Lo Stato dell'Energia Oggi
Nel 2024, il mondo ha prodotto il 15% in più di energia da fonti rinnovabili. Questo è l'aumento annuale più grande mai registrato.
Però, c'è un dato negativo: le emissioni di CO2 sono salite dell'1%, toccando un nuovo massimo storico. Nonostante questo, l'Agenzia internazionale dell'energia (IEA) pensa che il consumo di combustibili fossili (come petrolio e gas) comincerà a scendere prima del 2030. Questo avverrà grazie alla diffusione veloce delle tecnologie sostenibili.
Le Nuove Tecnologie Che Cambiano Tutto
Il settore delle energie rinnovabili sta vivendo una grande trasformazione. Nuove tecnologie stanno rendendo l'energia pulita più accessibile e meno costosa.
- · Il Fotovoltaico: I pannelli solari sono una tecnologia nota, ma continuano a migliorare. Le nuove celle solari usano materiali speciali chiamati perovskiti. Questi offrono un'efficienza maggiore e la loro produzione costa meno rispetto ai pannelli in silicio. Sono anche leggeri e flessibili, ideali per tetti, facciate o auto.
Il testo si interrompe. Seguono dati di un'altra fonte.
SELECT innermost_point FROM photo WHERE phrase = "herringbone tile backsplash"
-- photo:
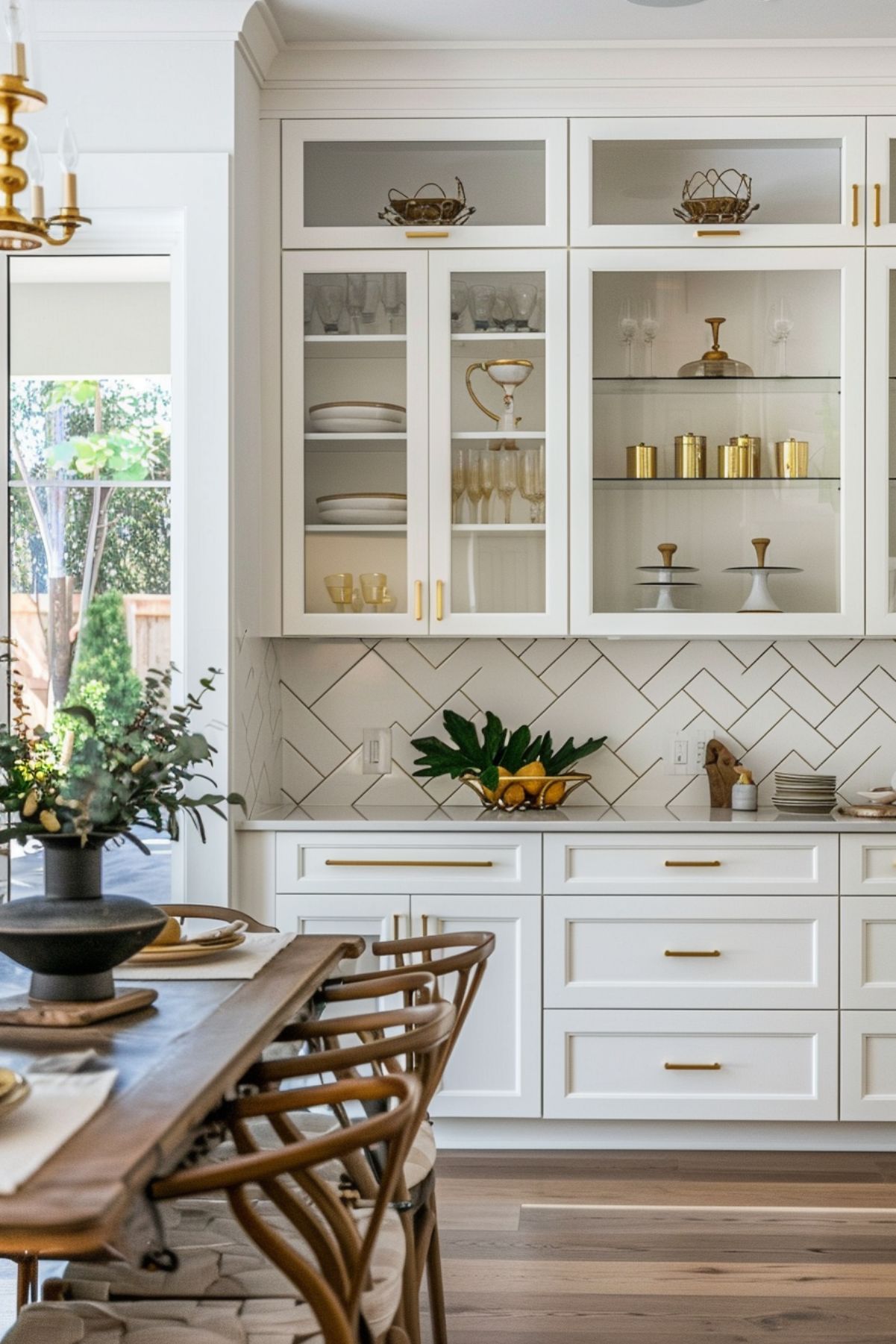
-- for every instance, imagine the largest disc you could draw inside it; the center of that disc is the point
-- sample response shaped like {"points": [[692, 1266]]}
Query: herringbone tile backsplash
{"points": [[789, 704]]}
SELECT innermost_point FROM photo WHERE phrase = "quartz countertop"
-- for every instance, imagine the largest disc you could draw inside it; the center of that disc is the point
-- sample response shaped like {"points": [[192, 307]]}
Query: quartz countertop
{"points": [[715, 820]]}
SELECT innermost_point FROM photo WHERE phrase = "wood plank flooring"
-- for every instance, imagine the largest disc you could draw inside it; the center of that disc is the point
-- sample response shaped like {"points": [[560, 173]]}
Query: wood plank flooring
{"points": [[680, 1249]]}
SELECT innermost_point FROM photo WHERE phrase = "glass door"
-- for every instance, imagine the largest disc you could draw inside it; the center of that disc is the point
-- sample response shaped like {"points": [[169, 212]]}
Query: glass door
{"points": [[424, 183], [355, 444], [718, 443], [498, 434], [718, 182]]}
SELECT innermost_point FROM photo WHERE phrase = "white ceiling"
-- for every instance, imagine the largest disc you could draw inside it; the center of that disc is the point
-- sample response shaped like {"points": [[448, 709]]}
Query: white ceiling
{"points": [[595, 20]]}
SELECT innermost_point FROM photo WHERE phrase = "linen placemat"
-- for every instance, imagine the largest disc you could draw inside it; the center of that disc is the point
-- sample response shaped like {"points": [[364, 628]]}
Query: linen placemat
{"points": [[63, 1097], [241, 963]]}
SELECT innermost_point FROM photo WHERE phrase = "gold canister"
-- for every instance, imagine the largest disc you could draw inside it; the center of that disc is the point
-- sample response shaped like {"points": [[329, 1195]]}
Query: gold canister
{"points": [[750, 449], [691, 456], [641, 461], [792, 459]]}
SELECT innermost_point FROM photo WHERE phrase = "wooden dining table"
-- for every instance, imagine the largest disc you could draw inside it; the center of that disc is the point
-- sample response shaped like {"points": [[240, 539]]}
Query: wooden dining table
{"points": [[175, 1060]]}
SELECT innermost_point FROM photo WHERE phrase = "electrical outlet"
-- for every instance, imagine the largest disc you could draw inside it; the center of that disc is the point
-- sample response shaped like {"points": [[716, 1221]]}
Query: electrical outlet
{"points": [[377, 753]]}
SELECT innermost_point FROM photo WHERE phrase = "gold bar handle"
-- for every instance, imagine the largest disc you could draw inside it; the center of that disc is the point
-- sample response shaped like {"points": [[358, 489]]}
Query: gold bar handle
{"points": [[694, 863], [409, 863]]}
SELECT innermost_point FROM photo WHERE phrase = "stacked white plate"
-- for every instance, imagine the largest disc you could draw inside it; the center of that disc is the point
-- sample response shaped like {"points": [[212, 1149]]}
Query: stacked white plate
{"points": [[805, 792], [357, 419], [355, 510]]}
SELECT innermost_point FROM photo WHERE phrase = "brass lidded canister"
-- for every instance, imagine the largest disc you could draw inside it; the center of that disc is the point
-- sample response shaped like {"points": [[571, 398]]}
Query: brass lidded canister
{"points": [[641, 461], [691, 456], [792, 459]]}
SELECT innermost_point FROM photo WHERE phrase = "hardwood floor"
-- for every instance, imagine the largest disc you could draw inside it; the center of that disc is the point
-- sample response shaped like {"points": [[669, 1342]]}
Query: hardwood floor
{"points": [[681, 1249]]}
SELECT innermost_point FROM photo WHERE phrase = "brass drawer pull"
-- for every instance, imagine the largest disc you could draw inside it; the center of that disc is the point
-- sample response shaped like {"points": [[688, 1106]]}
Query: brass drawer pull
{"points": [[409, 863]]}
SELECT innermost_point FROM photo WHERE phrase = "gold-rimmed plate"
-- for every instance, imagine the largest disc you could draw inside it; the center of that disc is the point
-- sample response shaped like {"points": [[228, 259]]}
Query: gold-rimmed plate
{"points": [[181, 953]]}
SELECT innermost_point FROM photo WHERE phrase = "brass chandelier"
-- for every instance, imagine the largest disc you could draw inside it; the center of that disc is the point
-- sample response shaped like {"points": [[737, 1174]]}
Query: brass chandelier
{"points": [[18, 231]]}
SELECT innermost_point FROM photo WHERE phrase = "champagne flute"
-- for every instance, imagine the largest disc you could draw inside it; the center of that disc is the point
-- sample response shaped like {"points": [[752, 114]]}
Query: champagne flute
{"points": [[458, 484], [488, 480], [507, 480], [473, 480], [532, 481]]}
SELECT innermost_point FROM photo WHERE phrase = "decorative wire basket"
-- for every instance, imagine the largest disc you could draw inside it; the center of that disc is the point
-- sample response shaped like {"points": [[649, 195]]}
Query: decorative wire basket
{"points": [[539, 790]]}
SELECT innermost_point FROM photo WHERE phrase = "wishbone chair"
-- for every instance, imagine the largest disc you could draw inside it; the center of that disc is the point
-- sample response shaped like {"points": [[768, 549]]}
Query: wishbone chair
{"points": [[322, 1251]]}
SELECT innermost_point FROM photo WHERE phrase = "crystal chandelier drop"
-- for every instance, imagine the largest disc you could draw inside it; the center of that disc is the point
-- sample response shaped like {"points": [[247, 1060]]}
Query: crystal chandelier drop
{"points": [[18, 231]]}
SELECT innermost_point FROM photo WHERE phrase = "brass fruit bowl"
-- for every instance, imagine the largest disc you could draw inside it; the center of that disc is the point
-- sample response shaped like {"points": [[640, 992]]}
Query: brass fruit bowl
{"points": [[548, 790]]}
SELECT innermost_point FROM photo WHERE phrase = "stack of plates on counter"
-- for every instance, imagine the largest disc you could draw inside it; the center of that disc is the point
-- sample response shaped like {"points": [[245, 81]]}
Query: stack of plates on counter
{"points": [[357, 419], [354, 510], [805, 792]]}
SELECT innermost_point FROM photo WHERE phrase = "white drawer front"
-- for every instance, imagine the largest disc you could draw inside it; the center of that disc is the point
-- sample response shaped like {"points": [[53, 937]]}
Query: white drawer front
{"points": [[426, 863], [868, 867], [868, 952], [756, 864], [613, 1065], [689, 952], [868, 1066]]}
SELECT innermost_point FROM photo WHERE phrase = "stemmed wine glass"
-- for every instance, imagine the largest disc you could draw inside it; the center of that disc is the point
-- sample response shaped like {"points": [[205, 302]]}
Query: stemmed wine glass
{"points": [[507, 480], [532, 481], [330, 301], [780, 325], [649, 328], [627, 330], [460, 299]]}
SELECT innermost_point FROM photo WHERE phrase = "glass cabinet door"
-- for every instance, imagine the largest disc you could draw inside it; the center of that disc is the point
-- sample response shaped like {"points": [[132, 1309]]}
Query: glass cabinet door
{"points": [[723, 182], [718, 443], [424, 183], [355, 444], [498, 451]]}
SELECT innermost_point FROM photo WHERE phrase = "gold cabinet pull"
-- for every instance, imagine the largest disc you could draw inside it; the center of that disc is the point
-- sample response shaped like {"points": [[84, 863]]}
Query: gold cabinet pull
{"points": [[409, 863]]}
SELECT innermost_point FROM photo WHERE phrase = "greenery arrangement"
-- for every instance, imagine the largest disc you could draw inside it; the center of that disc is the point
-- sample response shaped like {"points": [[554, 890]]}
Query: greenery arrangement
{"points": [[498, 756], [113, 777]]}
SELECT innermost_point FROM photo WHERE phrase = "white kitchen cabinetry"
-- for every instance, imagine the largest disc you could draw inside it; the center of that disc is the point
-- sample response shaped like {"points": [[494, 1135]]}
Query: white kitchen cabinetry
{"points": [[808, 175], [629, 391], [337, 176], [689, 952], [496, 1067], [689, 1065]]}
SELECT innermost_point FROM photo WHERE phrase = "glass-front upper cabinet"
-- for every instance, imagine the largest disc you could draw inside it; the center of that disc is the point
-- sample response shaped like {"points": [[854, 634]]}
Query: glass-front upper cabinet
{"points": [[424, 183], [882, 181], [716, 443], [498, 444], [354, 444], [724, 182], [880, 466]]}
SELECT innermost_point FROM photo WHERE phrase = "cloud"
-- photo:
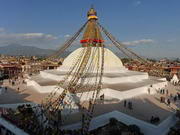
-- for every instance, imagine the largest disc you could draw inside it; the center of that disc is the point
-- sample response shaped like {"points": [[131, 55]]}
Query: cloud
{"points": [[26, 38], [2, 29], [67, 35], [137, 42]]}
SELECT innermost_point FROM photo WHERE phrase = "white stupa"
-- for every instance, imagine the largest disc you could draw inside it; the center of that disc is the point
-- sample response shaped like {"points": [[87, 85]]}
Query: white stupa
{"points": [[118, 82], [175, 79]]}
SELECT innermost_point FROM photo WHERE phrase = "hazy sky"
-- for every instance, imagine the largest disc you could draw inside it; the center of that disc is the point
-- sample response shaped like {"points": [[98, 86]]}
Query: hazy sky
{"points": [[149, 27]]}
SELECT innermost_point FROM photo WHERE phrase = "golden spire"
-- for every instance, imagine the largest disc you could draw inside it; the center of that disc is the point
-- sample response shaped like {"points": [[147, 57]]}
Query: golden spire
{"points": [[92, 35]]}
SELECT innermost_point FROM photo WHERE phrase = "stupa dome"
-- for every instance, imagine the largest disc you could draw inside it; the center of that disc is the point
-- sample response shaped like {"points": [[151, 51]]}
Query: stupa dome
{"points": [[111, 62]]}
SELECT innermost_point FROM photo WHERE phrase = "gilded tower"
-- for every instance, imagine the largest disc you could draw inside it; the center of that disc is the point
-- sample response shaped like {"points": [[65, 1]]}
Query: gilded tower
{"points": [[92, 35]]}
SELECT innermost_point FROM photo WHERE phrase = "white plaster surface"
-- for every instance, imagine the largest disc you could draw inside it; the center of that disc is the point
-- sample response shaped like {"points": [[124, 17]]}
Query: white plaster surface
{"points": [[146, 128]]}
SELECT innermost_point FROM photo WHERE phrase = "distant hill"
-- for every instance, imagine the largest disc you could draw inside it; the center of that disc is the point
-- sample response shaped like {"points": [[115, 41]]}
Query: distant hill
{"points": [[17, 50]]}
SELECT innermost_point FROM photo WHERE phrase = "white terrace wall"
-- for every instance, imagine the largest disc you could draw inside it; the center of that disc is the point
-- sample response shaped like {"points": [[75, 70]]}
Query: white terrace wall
{"points": [[146, 128]]}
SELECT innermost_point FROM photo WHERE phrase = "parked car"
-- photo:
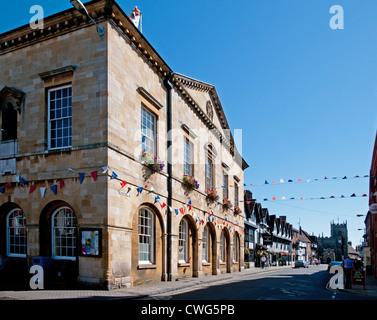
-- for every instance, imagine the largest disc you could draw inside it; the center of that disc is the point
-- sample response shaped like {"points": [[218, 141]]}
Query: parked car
{"points": [[334, 263], [301, 263]]}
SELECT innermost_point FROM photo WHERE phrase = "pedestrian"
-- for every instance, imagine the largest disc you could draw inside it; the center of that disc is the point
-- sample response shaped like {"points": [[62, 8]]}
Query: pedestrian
{"points": [[263, 261], [347, 267]]}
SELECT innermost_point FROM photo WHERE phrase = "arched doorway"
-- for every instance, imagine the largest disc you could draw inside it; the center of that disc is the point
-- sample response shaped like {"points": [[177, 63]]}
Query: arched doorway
{"points": [[209, 250], [224, 252], [148, 246], [59, 241], [13, 245], [187, 248]]}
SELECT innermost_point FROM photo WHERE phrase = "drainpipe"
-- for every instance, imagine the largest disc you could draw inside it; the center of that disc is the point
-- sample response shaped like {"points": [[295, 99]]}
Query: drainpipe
{"points": [[169, 87]]}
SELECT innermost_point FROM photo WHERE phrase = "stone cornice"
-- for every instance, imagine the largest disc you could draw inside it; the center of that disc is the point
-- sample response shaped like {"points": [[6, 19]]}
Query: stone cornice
{"points": [[71, 20]]}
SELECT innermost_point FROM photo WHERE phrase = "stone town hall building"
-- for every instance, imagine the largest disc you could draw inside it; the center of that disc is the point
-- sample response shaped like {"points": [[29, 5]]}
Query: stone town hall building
{"points": [[77, 110]]}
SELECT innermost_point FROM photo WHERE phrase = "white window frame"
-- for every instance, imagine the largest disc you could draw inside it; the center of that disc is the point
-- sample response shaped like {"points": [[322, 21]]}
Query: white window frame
{"points": [[183, 241], [222, 247], [67, 117], [205, 242], [72, 230], [225, 185], [236, 194], [9, 227], [148, 119], [188, 150], [146, 222], [235, 248], [209, 173]]}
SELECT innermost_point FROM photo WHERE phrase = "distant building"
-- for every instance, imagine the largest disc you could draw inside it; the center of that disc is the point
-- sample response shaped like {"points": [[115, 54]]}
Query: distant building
{"points": [[334, 247]]}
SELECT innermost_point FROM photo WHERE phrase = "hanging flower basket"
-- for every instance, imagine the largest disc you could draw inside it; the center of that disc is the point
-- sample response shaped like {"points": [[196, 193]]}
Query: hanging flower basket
{"points": [[237, 210], [226, 203], [212, 195], [151, 161], [190, 182]]}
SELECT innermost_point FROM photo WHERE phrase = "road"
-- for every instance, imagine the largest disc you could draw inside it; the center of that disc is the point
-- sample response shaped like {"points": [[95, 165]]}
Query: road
{"points": [[272, 284]]}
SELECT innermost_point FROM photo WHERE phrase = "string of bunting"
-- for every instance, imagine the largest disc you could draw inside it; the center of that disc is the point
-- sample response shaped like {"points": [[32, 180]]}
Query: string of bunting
{"points": [[353, 195], [184, 209], [282, 181]]}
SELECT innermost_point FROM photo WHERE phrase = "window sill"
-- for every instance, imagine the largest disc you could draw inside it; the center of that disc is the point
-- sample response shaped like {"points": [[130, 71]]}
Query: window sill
{"points": [[146, 266]]}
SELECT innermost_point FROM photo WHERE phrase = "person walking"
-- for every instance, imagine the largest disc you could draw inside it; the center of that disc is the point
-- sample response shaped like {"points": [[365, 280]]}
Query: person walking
{"points": [[347, 267]]}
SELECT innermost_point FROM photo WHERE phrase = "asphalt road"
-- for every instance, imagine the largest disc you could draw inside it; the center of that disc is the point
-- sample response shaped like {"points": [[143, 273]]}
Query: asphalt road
{"points": [[272, 284]]}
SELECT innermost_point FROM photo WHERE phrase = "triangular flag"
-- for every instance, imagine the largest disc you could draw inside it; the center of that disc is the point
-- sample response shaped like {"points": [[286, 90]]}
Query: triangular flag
{"points": [[32, 188], [94, 175], [54, 188], [43, 191], [81, 177]]}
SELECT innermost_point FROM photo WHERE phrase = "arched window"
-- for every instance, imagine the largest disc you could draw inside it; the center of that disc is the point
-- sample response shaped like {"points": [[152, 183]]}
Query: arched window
{"points": [[146, 236], [16, 233], [63, 227], [205, 253], [235, 245], [183, 241], [222, 247]]}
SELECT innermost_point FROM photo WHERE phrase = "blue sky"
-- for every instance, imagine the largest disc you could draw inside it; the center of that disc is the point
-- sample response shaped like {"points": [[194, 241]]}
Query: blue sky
{"points": [[304, 95]]}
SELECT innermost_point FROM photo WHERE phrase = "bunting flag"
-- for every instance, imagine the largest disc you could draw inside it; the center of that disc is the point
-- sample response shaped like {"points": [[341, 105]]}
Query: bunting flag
{"points": [[81, 177], [299, 180], [94, 175], [353, 195], [135, 17], [32, 188], [54, 188], [43, 191]]}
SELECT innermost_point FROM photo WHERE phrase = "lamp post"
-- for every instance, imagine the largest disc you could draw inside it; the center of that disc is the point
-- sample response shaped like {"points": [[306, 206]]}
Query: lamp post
{"points": [[81, 8]]}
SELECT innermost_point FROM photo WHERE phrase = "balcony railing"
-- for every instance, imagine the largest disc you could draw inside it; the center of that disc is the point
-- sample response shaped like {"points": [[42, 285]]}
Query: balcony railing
{"points": [[8, 148]]}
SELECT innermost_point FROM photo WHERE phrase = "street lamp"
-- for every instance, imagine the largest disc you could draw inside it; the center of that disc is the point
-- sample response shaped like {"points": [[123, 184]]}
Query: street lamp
{"points": [[81, 8]]}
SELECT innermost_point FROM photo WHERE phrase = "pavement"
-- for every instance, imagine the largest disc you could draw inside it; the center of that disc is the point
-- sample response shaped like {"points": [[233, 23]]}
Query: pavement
{"points": [[150, 290]]}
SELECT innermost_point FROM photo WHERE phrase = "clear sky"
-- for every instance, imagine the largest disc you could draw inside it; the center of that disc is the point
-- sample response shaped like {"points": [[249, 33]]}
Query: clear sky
{"points": [[303, 94]]}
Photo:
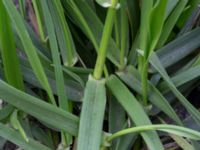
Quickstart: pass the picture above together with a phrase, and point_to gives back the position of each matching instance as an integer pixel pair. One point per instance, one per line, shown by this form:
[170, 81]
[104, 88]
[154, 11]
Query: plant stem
[39, 20]
[105, 39]
[144, 82]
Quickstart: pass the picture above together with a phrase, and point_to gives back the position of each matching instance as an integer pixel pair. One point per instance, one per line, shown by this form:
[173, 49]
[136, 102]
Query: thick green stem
[104, 42]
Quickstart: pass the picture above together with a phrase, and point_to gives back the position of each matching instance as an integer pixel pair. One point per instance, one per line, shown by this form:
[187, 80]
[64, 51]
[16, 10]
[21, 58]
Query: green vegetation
[99, 74]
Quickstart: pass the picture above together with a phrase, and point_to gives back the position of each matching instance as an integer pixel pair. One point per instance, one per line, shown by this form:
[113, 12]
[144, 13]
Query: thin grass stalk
[192, 134]
[39, 20]
[105, 40]
[62, 97]
[124, 31]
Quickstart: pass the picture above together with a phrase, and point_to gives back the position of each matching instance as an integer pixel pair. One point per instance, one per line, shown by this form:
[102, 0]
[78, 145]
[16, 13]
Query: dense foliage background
[104, 74]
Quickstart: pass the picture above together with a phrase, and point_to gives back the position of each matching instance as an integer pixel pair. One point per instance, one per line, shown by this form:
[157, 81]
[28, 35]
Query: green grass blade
[179, 48]
[170, 6]
[65, 41]
[60, 86]
[180, 131]
[38, 15]
[43, 111]
[171, 21]
[146, 8]
[91, 25]
[56, 57]
[156, 24]
[133, 15]
[192, 4]
[154, 60]
[92, 114]
[132, 78]
[6, 111]
[28, 47]
[11, 65]
[116, 120]
[14, 137]
[134, 109]
[181, 78]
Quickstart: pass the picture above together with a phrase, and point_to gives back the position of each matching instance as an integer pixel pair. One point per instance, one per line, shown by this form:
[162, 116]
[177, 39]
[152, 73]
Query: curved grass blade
[65, 41]
[43, 111]
[134, 109]
[60, 86]
[29, 47]
[180, 131]
[73, 89]
[171, 21]
[90, 24]
[179, 48]
[154, 60]
[92, 114]
[15, 137]
[181, 78]
[132, 78]
[156, 23]
[10, 61]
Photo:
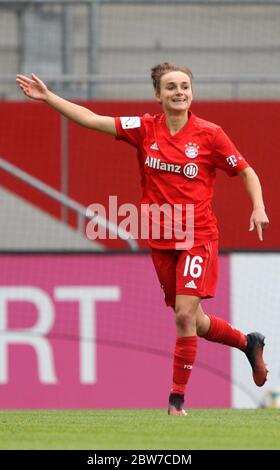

Esiste anche il fotovoltaico bifacciale, che prende luce da entrambi i lati del pannello, aumentando la produzione di energia fino al 30%.
- · L'Eolico in Alto Mare: Le turbine eoliche galleggianti sono una grande novità. A differenza di quelle fissate al fondale, queste possono essere installate in acque profonde. Lì, il vento è più forte e costante. Questo apre nuove opportunità per sfruttare l'energia eolica negli oceani.
- · L'Idrogeno Verde: È prodotto con l'elettricità da fonti rinnovabili. L'idrogeno verde è un modo pulito per immagazzinare grandi quantità di energia. È utile per settori difficili da elettrificare, come l'industria pesante (acciaio, cemento) e le grandi navi. È visto come una soluzione chiave per azzerare le emissioni globali.
Queste innovazioni stanno ridisegnando il panorama energetico globale.
Cosa sono le celle solari in perovskite
Le celle solari in perovskite sono dispositivi fotovoltaici che utilizzano come materiale assorbente un composto con struttura cristallina di tipo perovskite (vedi immagine). Queste perovskiti spesso sono ibridi organico-inorganici a base di alogenuro di piombo o stagno e sono lavorabili in film sottili con processi a basso costo

Struttura cristallina delle perovskiti CH3NH3PbX3. Il catione metil-ammonio (CH3NH3+) è circondato dagli ottaedri PbX6. (credit Christopher Eames e altri)
Il Funzionamento delle Celle Solari a Perovskite
Le celle solari realizzate con materiali perovskitici rappresentano una tecnologia di nuova generazione. La loro efficienza nel convertire la luce solare in elettricità è eccezionale.
Il funzionamento di una cella a perovskite si basa su una serie di semplici passaggi:
- · Assorbimento della Luce Solare: Il materiale perovskite cattura i fotoni solari. Crea così delle coppie di cariche elettriche: gli elettroni e le lacune. Poiché la perovskite assorbe molto bene la luce, bastano strati sottili del materiale per catturare gran parte della radiazione solare.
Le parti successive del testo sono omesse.